– Me parece que no me gustan las ciudades -dijo Rosamund-. ¿Por qué hay un olor tan feo, Owein?
– Si mira las calles con atención, milady, verá el contenido de los orinales de la ciudad que siguen su recorrido de las cunetas a las cloacas -explicó él.
– Los establos de mis vacas huelen mejor.
– Vamos, milady -bromeó él-, una muchacha de campo como usted no va a impresionarse por unos olorcillos.
Rosamund sacudió la cabeza.
– ¿Y a la gente de la ciudad le gusta vivir tan encerrada? -preguntó, como pensando en voz alta-. A mí no me gusta para nada.
– La ciudad está amurallada para impedir que entren invasores. Hay mucho para robar aquí, y los escoceses siguen estando demasiado cerca. Carlisle es un lugar seguro para muchos de los que habitan en los alrededores. Y desde aquí se puede montar una defensa efectiva.

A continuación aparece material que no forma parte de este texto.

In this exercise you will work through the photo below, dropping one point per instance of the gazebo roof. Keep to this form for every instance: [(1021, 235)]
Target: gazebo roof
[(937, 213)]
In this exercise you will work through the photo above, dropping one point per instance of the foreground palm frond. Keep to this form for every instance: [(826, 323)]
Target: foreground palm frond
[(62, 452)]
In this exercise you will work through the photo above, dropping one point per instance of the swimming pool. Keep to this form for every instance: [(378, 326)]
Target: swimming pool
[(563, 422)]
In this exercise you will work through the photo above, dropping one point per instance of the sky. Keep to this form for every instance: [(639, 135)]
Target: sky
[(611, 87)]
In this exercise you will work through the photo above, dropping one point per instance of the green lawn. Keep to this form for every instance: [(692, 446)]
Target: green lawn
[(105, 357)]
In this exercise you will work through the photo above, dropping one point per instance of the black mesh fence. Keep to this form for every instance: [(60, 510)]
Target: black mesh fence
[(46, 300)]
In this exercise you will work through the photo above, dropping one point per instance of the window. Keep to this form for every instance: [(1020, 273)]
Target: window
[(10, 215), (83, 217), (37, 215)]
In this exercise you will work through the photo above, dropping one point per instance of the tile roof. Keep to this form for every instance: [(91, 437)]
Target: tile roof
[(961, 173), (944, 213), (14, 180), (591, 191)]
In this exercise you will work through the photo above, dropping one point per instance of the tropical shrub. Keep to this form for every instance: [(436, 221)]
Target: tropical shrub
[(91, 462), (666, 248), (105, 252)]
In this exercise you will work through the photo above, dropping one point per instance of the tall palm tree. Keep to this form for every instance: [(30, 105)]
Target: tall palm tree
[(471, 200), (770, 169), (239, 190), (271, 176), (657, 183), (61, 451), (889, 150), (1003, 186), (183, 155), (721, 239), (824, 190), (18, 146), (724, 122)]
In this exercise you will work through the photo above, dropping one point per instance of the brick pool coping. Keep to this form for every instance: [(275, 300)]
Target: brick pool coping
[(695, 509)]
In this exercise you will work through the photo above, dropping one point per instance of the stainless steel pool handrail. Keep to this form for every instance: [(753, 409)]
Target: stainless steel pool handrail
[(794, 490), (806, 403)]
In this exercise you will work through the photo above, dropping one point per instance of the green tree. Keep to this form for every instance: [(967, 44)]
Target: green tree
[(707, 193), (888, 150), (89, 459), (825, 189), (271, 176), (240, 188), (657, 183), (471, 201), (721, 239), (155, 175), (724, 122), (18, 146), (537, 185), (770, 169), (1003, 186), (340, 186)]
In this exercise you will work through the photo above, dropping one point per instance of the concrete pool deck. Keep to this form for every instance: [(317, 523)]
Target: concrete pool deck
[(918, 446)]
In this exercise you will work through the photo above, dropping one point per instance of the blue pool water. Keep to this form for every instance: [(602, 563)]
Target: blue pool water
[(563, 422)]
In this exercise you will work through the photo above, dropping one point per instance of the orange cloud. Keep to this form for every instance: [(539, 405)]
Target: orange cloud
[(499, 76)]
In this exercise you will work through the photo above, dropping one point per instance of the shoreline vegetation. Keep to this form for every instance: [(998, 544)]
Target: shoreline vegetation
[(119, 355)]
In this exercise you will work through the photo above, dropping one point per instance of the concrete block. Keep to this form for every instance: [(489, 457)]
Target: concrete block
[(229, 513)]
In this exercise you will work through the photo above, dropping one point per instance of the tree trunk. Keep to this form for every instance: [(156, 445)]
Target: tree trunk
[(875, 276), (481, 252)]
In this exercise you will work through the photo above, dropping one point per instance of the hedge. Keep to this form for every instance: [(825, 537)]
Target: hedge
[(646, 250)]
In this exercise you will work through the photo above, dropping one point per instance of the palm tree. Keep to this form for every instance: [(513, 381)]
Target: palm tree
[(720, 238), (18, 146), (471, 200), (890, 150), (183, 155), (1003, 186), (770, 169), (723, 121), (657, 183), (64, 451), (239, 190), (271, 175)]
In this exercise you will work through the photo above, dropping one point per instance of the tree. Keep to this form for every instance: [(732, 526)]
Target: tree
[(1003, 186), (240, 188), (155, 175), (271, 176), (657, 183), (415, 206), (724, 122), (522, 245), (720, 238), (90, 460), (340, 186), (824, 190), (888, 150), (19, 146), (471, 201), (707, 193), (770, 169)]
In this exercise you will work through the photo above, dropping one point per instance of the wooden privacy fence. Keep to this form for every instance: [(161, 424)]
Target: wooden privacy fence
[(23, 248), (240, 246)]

Dejaron Carlisle a la mañana siguiente, para gran alivio de Rosamund, y retomaron el rumbo al sur por un recodo de Westmorland, con sus desolados páramos, sus colinas y sus lagos, y entraron en Lancastershire, con sus bosques y parques con ciervos. Iban, según les dijo sir Owein, por un camino construido por los romanos hacía más de mil años. Cruzaron Cheshire, un condado llano pese a las colinas que lo circundaban, y llegaron a Shropshire, donde el clima se tornó claramente otoñal. Ella se alegró de haber llevado su capa de lana azul con capucha.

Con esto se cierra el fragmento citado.